Alexandre Rockwell’s Sweet Thing could be pulled from any era. Shot in striking 16mm black-and-white, the coming-of-age film—Rockwell’s first feature since 2013—is an intimate story about childhood, connection, freedom, and the stories we tell ourselves to survive. Starring Rockwell’s own children Lana and Nico as, respectively, Billie and Nico, Sweet Thing keeps its lens on two children maturing before they should and forced into situations of adulthood.
Billie and Nico live with their alcoholic father (a tremendous WIll Patton). They see their mother (Rockwell’s wife Karyn Parsons) sparingly, as she’ll even brush them aside on Christmas. They bounce around life, taking care of their parents and each other, Billie shouldering the majority of that load and the excessive brunt of the consequences. Each scene exists through the eyes of Billie and Nico, almost moving in slow motion, the utter smallness and closeness of their lives on display.
A gift from Billie’s father, a ukulele, is at once a sign of change and an understanding of the cycle of abuse—it’s immediately broken while her father cuts off half of her curly hair. He acts as Santa outside of a store, while she plays Santa for the whole family, giving gifts and consuming the milk and cookies Nico left out in a tangible example of her maternity. When their father goes to rehab, the kids are shipped to live with their mother and her boyfriend, being sexually, physically, and verbally abused, caught in a rhythm of abuse and silence. With absent parents, Billie and Nico live for one another without the freedom of childhood.

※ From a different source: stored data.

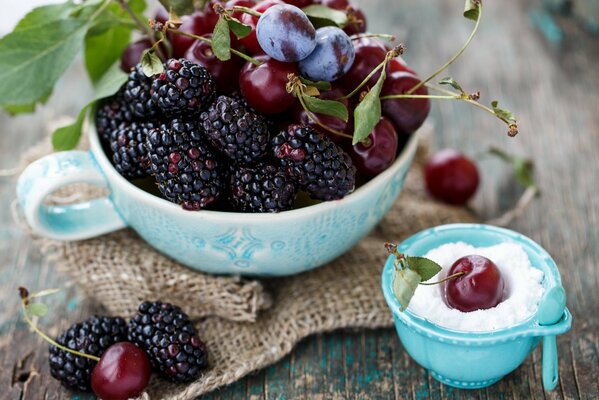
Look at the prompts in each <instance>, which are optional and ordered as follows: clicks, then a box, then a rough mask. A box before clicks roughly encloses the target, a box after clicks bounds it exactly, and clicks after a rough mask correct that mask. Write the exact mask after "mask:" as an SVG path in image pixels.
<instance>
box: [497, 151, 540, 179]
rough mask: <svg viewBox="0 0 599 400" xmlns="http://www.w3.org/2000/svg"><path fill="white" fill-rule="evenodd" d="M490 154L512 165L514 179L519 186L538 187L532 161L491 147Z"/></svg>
mask: <svg viewBox="0 0 599 400" xmlns="http://www.w3.org/2000/svg"><path fill="white" fill-rule="evenodd" d="M489 154H492V155H494V156H497V157H499V158H500V159H501V160H503V161H505V162H506V163H508V164H510V166H511V167H512V171H513V173H514V177H515V178H516V180H517V181H518V183H519V184H521V185H522V186H524V187H526V188H529V187H534V186H537V185H536V183H535V179H534V164H533V162H532V161H531V160H528V159H525V158H520V157H517V156H513V155H511V154H508V153H506V152H505V151H503V150H501V149H499V148H497V147H491V148H490V149H489Z"/></svg>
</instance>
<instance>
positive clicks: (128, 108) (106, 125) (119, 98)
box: [96, 94, 133, 145]
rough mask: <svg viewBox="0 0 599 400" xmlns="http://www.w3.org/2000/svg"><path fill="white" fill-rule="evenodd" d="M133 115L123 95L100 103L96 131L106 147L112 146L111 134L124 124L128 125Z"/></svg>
mask: <svg viewBox="0 0 599 400" xmlns="http://www.w3.org/2000/svg"><path fill="white" fill-rule="evenodd" d="M132 119H133V115H132V114H131V111H130V110H129V107H127V105H126V103H125V101H124V100H123V97H122V95H120V94H118V95H116V96H113V97H109V98H107V99H104V100H102V101H101V102H100V104H99V106H98V108H97V110H96V131H97V132H98V135H99V136H100V139H101V140H102V143H104V144H105V145H110V134H111V133H112V131H114V130H116V129H118V128H119V127H121V126H123V125H124V124H128V123H129V122H131V120H132Z"/></svg>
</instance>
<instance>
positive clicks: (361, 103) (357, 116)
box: [352, 64, 387, 144]
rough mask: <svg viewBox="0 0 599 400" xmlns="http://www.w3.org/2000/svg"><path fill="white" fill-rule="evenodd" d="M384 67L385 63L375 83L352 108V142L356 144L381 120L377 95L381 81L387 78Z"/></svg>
mask: <svg viewBox="0 0 599 400" xmlns="http://www.w3.org/2000/svg"><path fill="white" fill-rule="evenodd" d="M386 68H387V65H386V64H385V65H383V68H382V69H381V75H380V76H379V79H378V81H376V84H375V85H374V86H373V87H372V89H370V91H369V92H368V93H367V94H366V96H364V99H362V101H361V102H360V104H358V106H357V107H356V108H355V110H354V138H353V141H352V143H353V144H357V143H359V142H361V141H363V140H364V139H366V138H367V137H368V135H370V132H372V131H373V130H374V127H375V126H376V125H377V124H378V123H379V121H380V120H381V99H380V98H379V96H380V95H381V89H382V88H383V83H384V82H385V79H386V78H387V73H386V72H385V69H386Z"/></svg>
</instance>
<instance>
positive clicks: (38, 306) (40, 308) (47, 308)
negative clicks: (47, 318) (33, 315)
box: [27, 303, 48, 317]
mask: <svg viewBox="0 0 599 400" xmlns="http://www.w3.org/2000/svg"><path fill="white" fill-rule="evenodd" d="M27 308H28V309H29V312H30V313H31V315H35V316H36V317H43V316H44V315H46V314H47V313H48V306H47V305H45V304H43V303H33V304H30V305H29V306H28V307H27Z"/></svg>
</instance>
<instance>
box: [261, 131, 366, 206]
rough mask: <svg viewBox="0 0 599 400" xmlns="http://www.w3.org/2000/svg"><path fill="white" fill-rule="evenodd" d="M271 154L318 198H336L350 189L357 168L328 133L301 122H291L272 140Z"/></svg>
mask: <svg viewBox="0 0 599 400" xmlns="http://www.w3.org/2000/svg"><path fill="white" fill-rule="evenodd" d="M272 147H273V151H274V156H275V157H276V158H278V159H279V160H280V162H281V165H282V166H284V167H285V168H287V171H288V173H289V174H291V175H293V176H295V177H296V178H297V179H298V180H299V184H300V188H302V189H303V190H305V191H306V192H307V193H308V194H309V195H310V197H312V198H313V199H318V200H336V199H340V198H343V197H344V196H345V195H347V194H348V193H350V192H351V191H353V189H354V186H355V180H356V177H355V175H356V167H355V166H354V165H353V163H352V161H351V158H350V157H349V155H348V154H347V153H346V152H345V151H343V149H341V148H340V147H339V146H337V145H336V144H335V143H333V142H331V140H330V139H329V138H328V137H327V136H321V135H319V134H318V133H317V132H316V131H315V130H314V129H312V128H310V127H307V126H303V125H290V126H288V127H287V130H284V131H282V132H281V133H279V134H278V135H277V136H275V137H274V138H273V140H272Z"/></svg>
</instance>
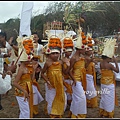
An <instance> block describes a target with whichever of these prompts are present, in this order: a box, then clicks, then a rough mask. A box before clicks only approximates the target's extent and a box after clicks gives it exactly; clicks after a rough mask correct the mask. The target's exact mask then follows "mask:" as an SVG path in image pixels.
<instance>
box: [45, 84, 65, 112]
mask: <svg viewBox="0 0 120 120" xmlns="http://www.w3.org/2000/svg"><path fill="white" fill-rule="evenodd" d="M45 90H46V92H45V100H46V101H47V103H48V104H47V112H48V114H51V109H52V102H53V100H54V97H55V94H56V90H55V89H54V88H52V89H49V88H48V86H47V83H45ZM66 107H67V96H66V93H65V107H64V111H65V109H66Z"/></svg>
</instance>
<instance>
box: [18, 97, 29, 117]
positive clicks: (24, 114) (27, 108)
mask: <svg viewBox="0 0 120 120" xmlns="http://www.w3.org/2000/svg"><path fill="white" fill-rule="evenodd" d="M16 99H17V101H18V105H19V109H20V114H19V118H20V119H21V118H24V119H25V118H26V119H28V118H30V108H29V103H28V101H27V100H26V101H24V97H19V96H16Z"/></svg>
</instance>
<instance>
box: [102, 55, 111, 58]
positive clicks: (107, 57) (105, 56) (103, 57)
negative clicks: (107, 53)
mask: <svg viewBox="0 0 120 120" xmlns="http://www.w3.org/2000/svg"><path fill="white" fill-rule="evenodd" d="M101 57H102V59H107V58H109V57H107V56H106V55H102V56H101Z"/></svg>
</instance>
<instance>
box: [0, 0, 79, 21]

Though often heartbreaking, Sweet Thing shifts when the kids meet Malik (Jabari Watkins), a local kid who’s also been a punching bag for those who created him, disappointed in a constant fashion, left to his own devices. He flashes a smile that breathes warmth into the film, saving them from their mother’s boyfriend and beginning to travel with them. The three concoct fantasies to get through each day, calling themselves “outlaws and renegades,” on the run from everyone and everything that has hurt them. Billie cannot stop imagining Billie Holliday, after whom she was named, a guardian angel that comforts her during times of distress that are more common than not.
Rockwell’s film is utterly gorgeous, creating a timeless texture in which these kids play—teaching one another to hotwire cars, swim, and sing songs like “Sweet Thing” by Van Morrison, with which Billie soothes Malik and Nico throughout their adventures. And adventures they have for likely the first time in their lives, living without the alcoholism and abuse of their parents to push them towards pain. They find the connection they’ve been craving, and Rockwell’s ability to pacify these intense situations deserves to be noted. Despite the pain we just witnessed, there’s a new sense of peace and joy—unabashed fun as the film literally speeds up, moving in fast-motion with dialogue appearing onscreen. It’s as if they have the power now. Even if it’s only for a moment, the impact is undeniable; these kids’ smiles have the power to change the entire tone of the film from melancholy to pure happiness.
Overflowing with nostalgia and sentimentality, Sweet Thing shines because the relationships are real. Lana and Nico Rockwell both give performances tied to one another, Lana breaking your heart and building it back up with something as simple as a flash seen in her eyes. She’s tremendous as the motherly force, surviving on a line between adolescence and adulthood. The love within Sweet Thing is real; the connections never seem faked, even with Patton’s incredible performance as the imbalanced, broken father leaving you sympathetic and angry towards him. Watkins brings it together as a spark, the bliss that can occur without the problems of your parents living in your shadow, even if he’s just as broken as everyone else.
Still, these kids continue to run, and once they’re forced to halt, the devastation’s almost unbearable. A surreal film comes to a too-realistic finish, but the second-act romps aren’t forgotten, giving these young people an opportunity to look back fondly on memories instead of forcing themselves to forget the trauma of their childhoods. Sweet Thing could only be more personal if Rockwell himself was in it, but it remains a drama filled with wonder, containing magic that can only pop up when you’re in your teens. Surely one of the most caring, tender films of the last year, Sweet Thing uses the framing of Morrison’s song, Billie Holiday’s presence, and real-life family to provide a story that could be from 2020 or 1990, having the same emotional resonance regardless of what generation the viewer belongs to.
Sweet Thing is now in theaters and Virtual Cinemas.